Free-Market Fundamentals: Business and the War of Ideas

(Lawrence W. Reed is president emeritus of the Mackinac Center for Public Policy and president of the Foundation for Economic Education in Irvington, N.Y., and Atlanta, Ga.)

Years ago as a college professor of economics, I posed a question to each crop of freshman students on the first day of class. “Can anyone tell me,” I asked, “what determines whether society is organized along socialist, centrally planned lines or as a free enterprise, private-property order?” The answer to that query, I suggested, would be the same as the answer to this corollary question: “What causes societies occasionally to change from one economic system to the other?”

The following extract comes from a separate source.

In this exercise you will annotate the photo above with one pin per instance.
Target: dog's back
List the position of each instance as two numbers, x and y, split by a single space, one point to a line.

Rarely would I elicit the response I was looking for, in spite of all the hints I gave. The students’ answers included: “the President,” “the Congress,” “the news media,” “the unions,” and “the schools.” Invariably, someone would suggest there was no determinant at all, that we were talking about mere random events.

At some point, the guesswork would come to an end and I would reveal the answer I was seeking. “People or the institutions they establish play important roles, but neither one is fundamental enough, because neither one explains why people behave the way they do. The correct answer is that which the French author Victor Hugo once said was more powerful than all the armies of the world: IDEAS!

People like politicians, activists, clerics and teachers can often be agents of change, but ideas are the instigators. In shaping public policy, which includes the larger questions of free-enterprise or socialism, democracy or dictatorship, ideas are of decisive importance.

I recall a revealing study years ago of network television in America: Only 3 percent of business-people depicted on television, the Media Institute found, were involved in “socially useful or economically productive” behavior.

Around the same time, a special PBS program declared, “By the age of 18, the average TV viewer has seen businessmen and businesswomen attempt more than 10,000 murders.” In the decades since these two reports, mainstream television hasn’t become much friendlier to men and women of enterprise. And be assured that when a few business-people misbehave, their faults will be presented as commonplace in the business world.

These unfair but popular portrayals play into the hands of demagogues and political shysters, of which there is an endless supply. Failure to commit time and resources to help shape the climate of opinion around you is shortsighted and probably suicidal.

Some may be quick to say, “But I am involved in such things. I give money to candidates.” That’s important, but it’s also like locking the barn door after the horse has already left. Politicians usually reflect opinion and seldom generate it; what they can accomplish in office is defined and circumscribed by prevailing majority opinion.

If you really want to make a difference, then you should invest in ideas. Change public opinion and the politicians will fall into line accordingly.